В феврале 1944 г. части Красной Армии и войск НКВД (обшей численностью до 200 тыс. чел.) с территории Чечено-Ингушской АССР, население которой на 17 января 1939 г. составляло 697 009 человек, в течение нескольких суток (с 23 по 29 февраля 1944 г.) отправили в ссылку в Казахстан около 500 тыс. человек. Сама Чечено-Ингушская АССР была «упразднена».

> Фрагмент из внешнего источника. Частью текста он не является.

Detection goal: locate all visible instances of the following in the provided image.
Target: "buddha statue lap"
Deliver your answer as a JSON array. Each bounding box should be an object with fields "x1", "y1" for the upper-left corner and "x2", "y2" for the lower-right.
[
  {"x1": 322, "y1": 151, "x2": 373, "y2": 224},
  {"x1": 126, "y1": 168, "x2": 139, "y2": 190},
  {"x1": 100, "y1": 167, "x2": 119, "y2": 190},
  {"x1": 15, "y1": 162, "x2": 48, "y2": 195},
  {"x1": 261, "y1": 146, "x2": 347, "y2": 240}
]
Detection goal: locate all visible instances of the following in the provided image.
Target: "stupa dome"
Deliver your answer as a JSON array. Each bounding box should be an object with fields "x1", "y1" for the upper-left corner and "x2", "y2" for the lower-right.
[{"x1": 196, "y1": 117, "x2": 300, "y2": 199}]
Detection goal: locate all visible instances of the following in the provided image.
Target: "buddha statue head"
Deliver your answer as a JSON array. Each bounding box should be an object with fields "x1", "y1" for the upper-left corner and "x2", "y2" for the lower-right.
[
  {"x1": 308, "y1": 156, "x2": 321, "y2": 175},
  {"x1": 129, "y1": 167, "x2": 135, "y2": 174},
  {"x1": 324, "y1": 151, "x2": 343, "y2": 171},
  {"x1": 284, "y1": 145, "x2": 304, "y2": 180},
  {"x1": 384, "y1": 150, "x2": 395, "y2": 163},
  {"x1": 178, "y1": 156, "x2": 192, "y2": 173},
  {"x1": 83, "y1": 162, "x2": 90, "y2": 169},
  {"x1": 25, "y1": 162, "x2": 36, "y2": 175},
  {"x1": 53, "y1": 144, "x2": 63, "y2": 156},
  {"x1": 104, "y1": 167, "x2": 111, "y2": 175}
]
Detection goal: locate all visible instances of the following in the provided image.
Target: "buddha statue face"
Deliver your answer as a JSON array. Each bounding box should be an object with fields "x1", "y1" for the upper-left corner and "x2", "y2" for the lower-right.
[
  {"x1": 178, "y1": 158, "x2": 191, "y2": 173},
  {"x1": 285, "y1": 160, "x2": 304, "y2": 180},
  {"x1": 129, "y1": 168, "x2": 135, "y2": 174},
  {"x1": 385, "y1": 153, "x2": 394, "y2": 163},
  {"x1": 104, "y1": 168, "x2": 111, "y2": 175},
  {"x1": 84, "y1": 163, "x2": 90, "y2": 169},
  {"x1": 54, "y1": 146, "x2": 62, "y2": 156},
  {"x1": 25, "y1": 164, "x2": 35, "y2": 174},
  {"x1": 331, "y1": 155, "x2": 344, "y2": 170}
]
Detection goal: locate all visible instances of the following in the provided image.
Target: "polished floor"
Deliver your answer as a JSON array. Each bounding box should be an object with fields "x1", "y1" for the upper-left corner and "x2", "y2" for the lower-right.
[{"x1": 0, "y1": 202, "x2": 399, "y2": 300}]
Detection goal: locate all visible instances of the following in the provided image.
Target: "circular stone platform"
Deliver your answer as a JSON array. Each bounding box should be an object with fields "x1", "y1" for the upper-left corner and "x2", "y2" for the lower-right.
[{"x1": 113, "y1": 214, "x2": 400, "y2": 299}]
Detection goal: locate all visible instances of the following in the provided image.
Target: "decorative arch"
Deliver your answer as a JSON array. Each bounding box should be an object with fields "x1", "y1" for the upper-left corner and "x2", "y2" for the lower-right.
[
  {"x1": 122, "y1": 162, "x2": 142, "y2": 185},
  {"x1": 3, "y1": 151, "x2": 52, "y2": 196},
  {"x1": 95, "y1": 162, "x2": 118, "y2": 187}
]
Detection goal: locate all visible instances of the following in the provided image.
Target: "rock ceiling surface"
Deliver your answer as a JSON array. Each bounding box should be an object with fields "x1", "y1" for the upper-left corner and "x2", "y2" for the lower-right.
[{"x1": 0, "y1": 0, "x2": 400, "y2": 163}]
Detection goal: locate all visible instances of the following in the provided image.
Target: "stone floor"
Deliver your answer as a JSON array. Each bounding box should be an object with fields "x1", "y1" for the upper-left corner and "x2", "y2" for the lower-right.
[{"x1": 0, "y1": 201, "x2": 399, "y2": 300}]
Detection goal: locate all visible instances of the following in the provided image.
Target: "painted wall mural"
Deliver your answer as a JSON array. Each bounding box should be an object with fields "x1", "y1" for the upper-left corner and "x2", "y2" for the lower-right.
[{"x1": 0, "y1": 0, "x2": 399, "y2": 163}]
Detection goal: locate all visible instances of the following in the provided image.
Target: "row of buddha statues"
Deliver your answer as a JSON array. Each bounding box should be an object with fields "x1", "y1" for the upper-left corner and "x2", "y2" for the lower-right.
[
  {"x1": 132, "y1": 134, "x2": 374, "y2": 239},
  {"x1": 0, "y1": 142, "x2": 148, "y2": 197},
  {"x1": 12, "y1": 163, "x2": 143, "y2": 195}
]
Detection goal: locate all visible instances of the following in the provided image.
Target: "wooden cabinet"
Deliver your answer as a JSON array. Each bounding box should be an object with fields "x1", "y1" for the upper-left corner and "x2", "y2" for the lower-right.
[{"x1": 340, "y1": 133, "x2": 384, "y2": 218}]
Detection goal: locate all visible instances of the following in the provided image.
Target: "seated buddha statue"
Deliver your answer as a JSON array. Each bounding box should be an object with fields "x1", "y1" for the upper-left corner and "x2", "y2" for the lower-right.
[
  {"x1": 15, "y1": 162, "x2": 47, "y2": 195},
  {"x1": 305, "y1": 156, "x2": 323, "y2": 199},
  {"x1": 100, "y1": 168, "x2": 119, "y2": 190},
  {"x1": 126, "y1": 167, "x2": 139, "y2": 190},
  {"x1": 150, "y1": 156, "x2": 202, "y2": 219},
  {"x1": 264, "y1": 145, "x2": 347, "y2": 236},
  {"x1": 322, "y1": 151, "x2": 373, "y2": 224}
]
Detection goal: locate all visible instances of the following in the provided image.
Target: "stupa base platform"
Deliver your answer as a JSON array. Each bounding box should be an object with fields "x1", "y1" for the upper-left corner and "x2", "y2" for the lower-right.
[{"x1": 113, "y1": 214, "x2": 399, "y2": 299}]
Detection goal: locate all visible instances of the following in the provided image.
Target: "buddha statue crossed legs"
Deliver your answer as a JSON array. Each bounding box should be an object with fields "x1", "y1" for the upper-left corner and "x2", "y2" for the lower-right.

Переселение чеченцев обошлось стране, находящейся в состоянии войны, в 150 млн. рублей, на которые можно было построить около 1000 танков Т-34. Но ни о моральной, ни о финансовой сторонах вопроса в тот момент никто не думал. Слишком убедительной казалась властям аргументация собственной правоты .
Выселение чеченцев и ингушей производилось в Казахстан и Узбекистан, а их территории были перераспределены между Грузией, Дагестаном, Северной Осетией и Ставропольским краем. 27 февраля 1944 г. произошла трагедия чеченского аула Хайбах: карательный отряд НКВД, проводивший депортацию, согнал всех жителей в сарай и сжег их заживо, так как вывозить людей из высокогорного аула было «хлопотно» . Повстанческая борьба отдельных оставшихся горцев продолжалась до середины 1950-х гг.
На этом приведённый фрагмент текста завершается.